So I first heard about Panda probably a year ago when I was in my previous job. It looked nice, but I didn’t really get the chance to use it. So practically it is a library that makes data looks like a mix of relational database table and excel sheet. It is easy to do query with it, and provides a way to process it fast if you know how to do it properly (no, I don’t, so I cheated).

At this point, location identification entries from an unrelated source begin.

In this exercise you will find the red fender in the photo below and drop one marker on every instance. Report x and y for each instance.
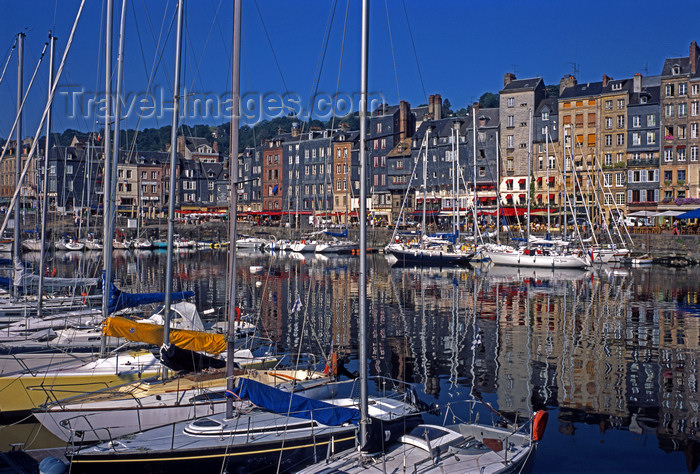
(539, 423)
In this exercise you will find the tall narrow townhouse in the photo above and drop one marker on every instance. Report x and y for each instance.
(615, 95)
(680, 98)
(643, 145)
(519, 100)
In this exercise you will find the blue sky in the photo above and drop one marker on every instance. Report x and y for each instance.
(463, 47)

In order to best use the tool, I needed to know how to write vectorized code. Turns out it is not easy (I am taking a course on machine learning, and it uses octave which also emphasizes vectorized solutions which drives me crazy), and I didn’t want to go to the cython path just yet. Therefore I cheated by splitting data into chunks, to be processed in different processes.
So for example if I want to create a new column, based on whatever I have on each row, I would normally call the .apply
method, and (im)patiently wait for the thing to complete (at this stage iterating through 2.5mil rows).
dataframe.apply(foo, axis=1)
So I cheated by splitting the data into chunks, and process the chunks concurrently as follows
from concurrent.futures import ProcessPoolExecutor
from itertools import chain
with ProcessPoolExecutor(max_workers=njobs) as pool:
jobs = []
for i in range(0, data.shape[0], batch_size):
max_size = min(data.shape[0], i + batch_size)
jobs.append(pool.submit(
data[i:max_size].apply,
foo))
result = list(chain.from_iterable([job.result() for job in jobs]))
So I was also asked to keep track of the changes, so that means returning two columns at times, so what I did was ensure foo
returns a list/tuple of n
items, and reconstruct the result as follows
def foo(row):
return ('lorem', 'ipsum')
# the code above...
new_result = pandas.DataFrame(result,
index=data.index,
columns=('result', 'meta'))
Sometimes you need to pass in other stuff to the processing function, but lambda is out of the question as Python for some reason refuse to pickle it. This is when “partial” becomes useful (if I knew this earlier it would save me from all the lambdas). So instead of doing this
def foo(row, something):
return '{}'.format(something)
dataframe.apply(lambda row: foo(row, 'i am cute'), axis=1)
use partial instead
from functools import partial
dataframe.apply(partial(foo, something='i am cute'), axis=1)
Besides dealing with Panda, I also spent quite some time wrestling with Scikit-learn (and even submitted first ever pull requests to a public project that was eventually merged w00t). From vectorizing raw data, to building classifiers, to querying. So there’s this time I would want the sparse vector returned by the vectorizer (and the whole set of transformers) and a Panda series to form a new dataframe mainly for indexing conveniences, I did this
dataframe = pandas.DataFrame(zip(list(sparse_matrix_by_vectorizer),
some_series.values.tolist()),
index=some_series.index)
However, if a large matrix is used, it would easily OOM’ed the server. So I usually do this in conjunction with the chunking code above.
Speaking of memory usage, this combo is not really friendly. I couldn’t really count how many times I OOM’ed the development server (and got important processes killed by the oomkiller). Plus the performance of some of the components are just really bad. I still can’t get my collection which has 58000 dimensions to complete TruncatedSVD into 500 dimensions. Brute force kneighbors query is REALLY slow, and I settled with LSHForest (not sure how it impacts the accuracy for now). Now with LSHForest “index”, the pickled file size is even larger than the pickled tfidf matrix itself.
Over the past few days I discovered gensim, blaze and spotify annoy, which claimed to help with memory usage problem, search speed etc. Hopefully I would have time to put them into the code.